Reserve Bank of India (RBI) deputy governor M. Rajeshwar Rao, at the 31st annual management convention of Thrissur Management Association today, said amid the challenges and uncertainties prevailing over the past three years, Indian economy and financial system has shown "remarkable resilience and strength".

He said banks must continue to innovate and adapt to changing times to meet the evolving needs of the economy. "Despite the downward revision, the growth estimate for FY23 for India is higher than for almost all major economies," he said. 

IMF estimates India to be one of the top two fast-growing significant economies in 2022, said the RBI deputy governor. "Despite protracted global headwinds and tighter monetary conditions, India is still expected to display healthy growth and it is a testament to India’s underlying economic resilience and of our ability to recoup, renew and re-energise the growth drivers of the economy."

The first advance estimates, released by the National Statistical Office (NSO) on January 6, 2023, placed India’s real gross domestic product (GDP) growth at 7% year-on-year (y-o-y) for 2022-23, driven by private consumption and investment. 

"The government has continued on the path of fiscal consolidation in the Union Budget 2023-24 by reprioritising expenditure mix. The fiscal deficit is estimated to be 6.4% for the current fiscal and is likely to fall to 5.9% in the next fiscal. Tax revenues have remained buoyant with monthly GST collections crossing ₹1.5 lakh crore in January 2023," says Rao.

This, he said, makes India the fastest-growing economy in the world and today, it is referred to as a ‘bright spot on a dark horizon’. "Banking services have been made accessible to every village within a 5 km radius in 25 states and 7 Union Territories covering 99.94 per cent of villages. This has been supplemented by a few important developments which got a fillip during covid. The first noteworthy development is the increasing use of technology in finance."

The second important development was the emergence of new partnerships between fintech companies and banks. "Banks are seen leveraging technological partnerships with FinTechs in various ways to provide better products and better serve their customers.

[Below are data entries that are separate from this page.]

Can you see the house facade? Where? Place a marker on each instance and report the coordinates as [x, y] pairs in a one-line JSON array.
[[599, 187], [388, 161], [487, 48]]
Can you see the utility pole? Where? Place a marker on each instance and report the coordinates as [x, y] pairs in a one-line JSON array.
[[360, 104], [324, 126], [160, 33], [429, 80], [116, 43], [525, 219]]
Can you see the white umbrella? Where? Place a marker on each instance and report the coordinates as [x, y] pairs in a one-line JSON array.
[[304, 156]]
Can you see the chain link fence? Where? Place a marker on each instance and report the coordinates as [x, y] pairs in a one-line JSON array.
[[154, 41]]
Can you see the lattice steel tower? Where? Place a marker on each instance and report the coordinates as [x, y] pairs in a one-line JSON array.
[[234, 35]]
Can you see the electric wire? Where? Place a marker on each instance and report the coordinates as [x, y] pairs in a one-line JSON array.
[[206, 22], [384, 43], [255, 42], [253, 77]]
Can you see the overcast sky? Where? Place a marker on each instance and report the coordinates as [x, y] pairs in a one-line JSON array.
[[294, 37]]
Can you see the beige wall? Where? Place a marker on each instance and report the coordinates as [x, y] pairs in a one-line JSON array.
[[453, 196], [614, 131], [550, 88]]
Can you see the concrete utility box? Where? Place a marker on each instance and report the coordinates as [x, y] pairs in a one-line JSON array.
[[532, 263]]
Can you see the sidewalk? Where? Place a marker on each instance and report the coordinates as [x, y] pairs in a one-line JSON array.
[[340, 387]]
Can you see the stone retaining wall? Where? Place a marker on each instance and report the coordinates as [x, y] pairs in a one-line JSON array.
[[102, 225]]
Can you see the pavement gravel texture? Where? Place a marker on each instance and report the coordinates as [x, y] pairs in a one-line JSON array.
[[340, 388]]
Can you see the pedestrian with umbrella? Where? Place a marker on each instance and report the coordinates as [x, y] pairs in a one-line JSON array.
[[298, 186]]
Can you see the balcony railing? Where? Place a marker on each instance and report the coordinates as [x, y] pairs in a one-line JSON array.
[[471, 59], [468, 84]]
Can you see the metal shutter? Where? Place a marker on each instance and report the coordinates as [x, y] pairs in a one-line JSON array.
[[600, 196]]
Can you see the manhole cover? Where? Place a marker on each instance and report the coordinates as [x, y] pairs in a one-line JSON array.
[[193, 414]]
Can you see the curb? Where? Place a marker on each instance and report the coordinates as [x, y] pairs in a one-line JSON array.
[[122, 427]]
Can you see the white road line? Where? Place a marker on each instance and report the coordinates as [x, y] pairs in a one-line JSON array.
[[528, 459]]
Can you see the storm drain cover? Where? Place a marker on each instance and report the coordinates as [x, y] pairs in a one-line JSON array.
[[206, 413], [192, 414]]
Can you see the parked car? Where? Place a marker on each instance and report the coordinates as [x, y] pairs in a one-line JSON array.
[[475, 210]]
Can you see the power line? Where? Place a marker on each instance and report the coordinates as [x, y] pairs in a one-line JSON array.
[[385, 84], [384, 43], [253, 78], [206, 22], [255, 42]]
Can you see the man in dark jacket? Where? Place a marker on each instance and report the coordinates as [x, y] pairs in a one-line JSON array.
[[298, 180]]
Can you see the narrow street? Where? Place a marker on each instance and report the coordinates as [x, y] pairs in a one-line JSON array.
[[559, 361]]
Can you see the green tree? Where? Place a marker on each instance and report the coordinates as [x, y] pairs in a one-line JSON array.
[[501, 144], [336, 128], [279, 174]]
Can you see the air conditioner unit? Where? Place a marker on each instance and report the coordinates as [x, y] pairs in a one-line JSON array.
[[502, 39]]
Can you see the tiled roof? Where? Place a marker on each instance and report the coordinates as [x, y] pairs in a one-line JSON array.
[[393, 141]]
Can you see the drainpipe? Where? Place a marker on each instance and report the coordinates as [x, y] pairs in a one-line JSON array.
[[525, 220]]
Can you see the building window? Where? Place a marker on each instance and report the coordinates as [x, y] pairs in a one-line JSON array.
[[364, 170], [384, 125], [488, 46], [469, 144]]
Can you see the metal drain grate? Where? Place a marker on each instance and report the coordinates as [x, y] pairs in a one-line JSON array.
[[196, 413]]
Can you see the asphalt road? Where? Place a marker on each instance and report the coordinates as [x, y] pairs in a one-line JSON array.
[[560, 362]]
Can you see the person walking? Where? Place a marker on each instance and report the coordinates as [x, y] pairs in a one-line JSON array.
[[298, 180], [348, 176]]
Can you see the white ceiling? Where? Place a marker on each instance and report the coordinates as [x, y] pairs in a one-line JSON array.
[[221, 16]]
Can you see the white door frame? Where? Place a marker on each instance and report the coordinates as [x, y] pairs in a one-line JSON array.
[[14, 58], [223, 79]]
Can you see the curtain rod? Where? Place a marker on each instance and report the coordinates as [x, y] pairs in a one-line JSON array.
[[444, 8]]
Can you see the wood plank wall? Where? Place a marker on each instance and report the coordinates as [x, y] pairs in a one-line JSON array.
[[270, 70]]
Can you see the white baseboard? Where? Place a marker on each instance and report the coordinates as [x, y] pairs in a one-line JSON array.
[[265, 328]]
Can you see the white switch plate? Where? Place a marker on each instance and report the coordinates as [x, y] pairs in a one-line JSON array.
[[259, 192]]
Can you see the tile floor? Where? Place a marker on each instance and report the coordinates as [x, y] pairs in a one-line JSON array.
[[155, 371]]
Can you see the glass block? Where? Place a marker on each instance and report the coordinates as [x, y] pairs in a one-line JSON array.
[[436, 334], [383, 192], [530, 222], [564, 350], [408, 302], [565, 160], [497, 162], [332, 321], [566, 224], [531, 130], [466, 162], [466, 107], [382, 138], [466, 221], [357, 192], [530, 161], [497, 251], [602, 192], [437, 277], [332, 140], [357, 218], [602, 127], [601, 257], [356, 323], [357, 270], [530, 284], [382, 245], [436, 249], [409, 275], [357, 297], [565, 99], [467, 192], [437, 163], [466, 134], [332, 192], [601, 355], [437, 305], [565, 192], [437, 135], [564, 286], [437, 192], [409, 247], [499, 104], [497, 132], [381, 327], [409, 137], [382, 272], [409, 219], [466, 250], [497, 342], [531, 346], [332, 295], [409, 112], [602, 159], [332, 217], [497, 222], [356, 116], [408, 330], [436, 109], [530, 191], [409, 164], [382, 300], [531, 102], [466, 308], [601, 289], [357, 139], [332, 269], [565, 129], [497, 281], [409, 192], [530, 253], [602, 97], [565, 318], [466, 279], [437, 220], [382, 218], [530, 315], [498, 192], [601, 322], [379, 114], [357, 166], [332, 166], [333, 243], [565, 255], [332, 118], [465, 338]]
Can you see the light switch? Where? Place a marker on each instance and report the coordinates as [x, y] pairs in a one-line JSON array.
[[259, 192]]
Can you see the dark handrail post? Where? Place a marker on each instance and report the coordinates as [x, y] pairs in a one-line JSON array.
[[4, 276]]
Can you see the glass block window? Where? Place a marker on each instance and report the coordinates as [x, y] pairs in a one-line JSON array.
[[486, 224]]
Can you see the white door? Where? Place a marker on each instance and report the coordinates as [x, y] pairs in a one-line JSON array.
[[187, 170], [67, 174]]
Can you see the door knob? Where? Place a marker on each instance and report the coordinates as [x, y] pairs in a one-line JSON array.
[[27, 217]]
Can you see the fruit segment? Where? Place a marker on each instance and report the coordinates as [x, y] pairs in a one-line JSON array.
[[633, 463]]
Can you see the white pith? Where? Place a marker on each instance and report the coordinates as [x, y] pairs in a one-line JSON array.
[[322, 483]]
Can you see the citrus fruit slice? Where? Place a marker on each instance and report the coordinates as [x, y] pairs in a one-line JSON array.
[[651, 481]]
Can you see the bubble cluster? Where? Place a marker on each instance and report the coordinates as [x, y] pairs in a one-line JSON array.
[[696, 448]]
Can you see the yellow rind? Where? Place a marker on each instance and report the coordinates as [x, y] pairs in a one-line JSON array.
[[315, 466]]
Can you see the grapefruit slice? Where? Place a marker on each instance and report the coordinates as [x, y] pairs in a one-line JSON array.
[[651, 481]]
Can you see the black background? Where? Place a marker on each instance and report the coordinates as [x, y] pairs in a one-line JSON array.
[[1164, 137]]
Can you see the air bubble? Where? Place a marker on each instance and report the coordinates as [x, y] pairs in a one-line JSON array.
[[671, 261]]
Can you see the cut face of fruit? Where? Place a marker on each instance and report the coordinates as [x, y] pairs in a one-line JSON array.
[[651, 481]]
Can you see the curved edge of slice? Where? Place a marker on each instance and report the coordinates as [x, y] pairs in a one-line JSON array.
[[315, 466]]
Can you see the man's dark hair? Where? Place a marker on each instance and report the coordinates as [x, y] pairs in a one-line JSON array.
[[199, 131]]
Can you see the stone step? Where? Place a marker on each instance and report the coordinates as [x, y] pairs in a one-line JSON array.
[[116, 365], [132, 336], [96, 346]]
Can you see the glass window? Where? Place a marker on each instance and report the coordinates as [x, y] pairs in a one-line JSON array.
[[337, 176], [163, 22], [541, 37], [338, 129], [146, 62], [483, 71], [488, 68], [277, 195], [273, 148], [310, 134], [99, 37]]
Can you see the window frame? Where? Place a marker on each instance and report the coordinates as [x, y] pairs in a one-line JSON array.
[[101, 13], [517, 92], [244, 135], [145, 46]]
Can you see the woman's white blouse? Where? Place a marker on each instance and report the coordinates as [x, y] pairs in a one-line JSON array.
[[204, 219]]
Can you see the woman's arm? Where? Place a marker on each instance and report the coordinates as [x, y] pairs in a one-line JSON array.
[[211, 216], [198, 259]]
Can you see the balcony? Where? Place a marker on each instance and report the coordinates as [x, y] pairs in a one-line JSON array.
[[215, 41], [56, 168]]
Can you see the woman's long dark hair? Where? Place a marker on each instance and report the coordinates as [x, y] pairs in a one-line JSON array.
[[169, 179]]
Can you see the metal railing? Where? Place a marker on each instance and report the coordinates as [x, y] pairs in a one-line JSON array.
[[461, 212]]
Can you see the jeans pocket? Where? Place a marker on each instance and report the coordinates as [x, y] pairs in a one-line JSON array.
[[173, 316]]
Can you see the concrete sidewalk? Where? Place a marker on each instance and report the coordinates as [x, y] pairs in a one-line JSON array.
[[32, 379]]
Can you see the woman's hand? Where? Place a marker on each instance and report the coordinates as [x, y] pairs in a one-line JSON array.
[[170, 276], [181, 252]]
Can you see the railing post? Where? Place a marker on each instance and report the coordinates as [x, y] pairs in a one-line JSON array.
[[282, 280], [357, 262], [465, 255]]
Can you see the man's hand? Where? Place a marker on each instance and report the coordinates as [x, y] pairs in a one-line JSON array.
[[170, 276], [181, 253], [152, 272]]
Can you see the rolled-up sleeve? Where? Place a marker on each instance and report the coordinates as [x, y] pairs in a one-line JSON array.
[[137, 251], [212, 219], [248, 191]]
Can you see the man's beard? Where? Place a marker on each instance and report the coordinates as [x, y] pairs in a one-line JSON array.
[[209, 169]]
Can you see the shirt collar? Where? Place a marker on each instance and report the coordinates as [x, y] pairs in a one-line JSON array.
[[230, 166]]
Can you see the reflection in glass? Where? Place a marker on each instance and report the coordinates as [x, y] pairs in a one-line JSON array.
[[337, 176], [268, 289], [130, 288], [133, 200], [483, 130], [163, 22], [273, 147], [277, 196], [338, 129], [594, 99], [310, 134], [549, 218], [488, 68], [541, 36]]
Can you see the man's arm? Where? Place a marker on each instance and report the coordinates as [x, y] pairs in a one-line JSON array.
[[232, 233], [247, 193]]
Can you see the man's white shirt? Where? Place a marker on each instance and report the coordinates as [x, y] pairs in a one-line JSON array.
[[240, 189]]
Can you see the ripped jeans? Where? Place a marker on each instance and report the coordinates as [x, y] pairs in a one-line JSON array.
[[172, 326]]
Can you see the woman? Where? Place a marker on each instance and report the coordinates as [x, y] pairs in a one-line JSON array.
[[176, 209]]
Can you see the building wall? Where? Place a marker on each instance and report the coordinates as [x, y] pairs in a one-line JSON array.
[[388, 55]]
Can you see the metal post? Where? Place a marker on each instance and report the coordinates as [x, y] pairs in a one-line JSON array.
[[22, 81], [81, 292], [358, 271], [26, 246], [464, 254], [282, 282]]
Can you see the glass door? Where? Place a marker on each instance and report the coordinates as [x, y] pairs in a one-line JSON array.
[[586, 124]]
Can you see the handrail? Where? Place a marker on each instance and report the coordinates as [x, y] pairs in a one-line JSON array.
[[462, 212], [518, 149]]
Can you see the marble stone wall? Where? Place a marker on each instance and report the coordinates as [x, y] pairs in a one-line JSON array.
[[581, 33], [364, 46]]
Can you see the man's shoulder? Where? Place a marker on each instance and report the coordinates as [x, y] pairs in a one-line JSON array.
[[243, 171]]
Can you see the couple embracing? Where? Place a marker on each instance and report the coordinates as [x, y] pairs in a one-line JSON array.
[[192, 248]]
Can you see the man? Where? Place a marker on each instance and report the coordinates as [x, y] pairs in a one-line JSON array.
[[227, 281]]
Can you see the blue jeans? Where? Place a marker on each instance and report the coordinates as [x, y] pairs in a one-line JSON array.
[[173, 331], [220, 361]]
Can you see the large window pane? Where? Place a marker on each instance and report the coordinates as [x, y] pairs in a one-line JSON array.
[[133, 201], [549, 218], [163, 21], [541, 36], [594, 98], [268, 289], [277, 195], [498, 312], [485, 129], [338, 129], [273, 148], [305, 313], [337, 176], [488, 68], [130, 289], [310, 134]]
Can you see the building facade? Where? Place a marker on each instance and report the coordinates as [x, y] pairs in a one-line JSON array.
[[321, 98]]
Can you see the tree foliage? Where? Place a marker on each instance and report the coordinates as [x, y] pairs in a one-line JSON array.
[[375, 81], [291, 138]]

In this partnership, FinTechs can contribute their technology expertise, while banks bring their domain expertise."

He said the third important development was the reinforcement of our focus regarding the importance of inclusiveness. "India’s payment systems are among the best in the world with our real-time fast retail payment system, UPI, enabling transactions of about ₹12 lakh crore per month in value and almost 26 crore transactions in daily volume." He also said that the fourth development post-pandemic is a reminder to the regulators, to keep financial stability as the prime point of focus. 

On future challenges and opportunities, Rao said the huge gap in the availability and utilisation of financial services between urban and rural India is one such challenge.  Compliance with applicable regulations and ensuring customer-centricity are two non-negotiable principles for entities functioning in the financial sector and the same must flow from the top, he said.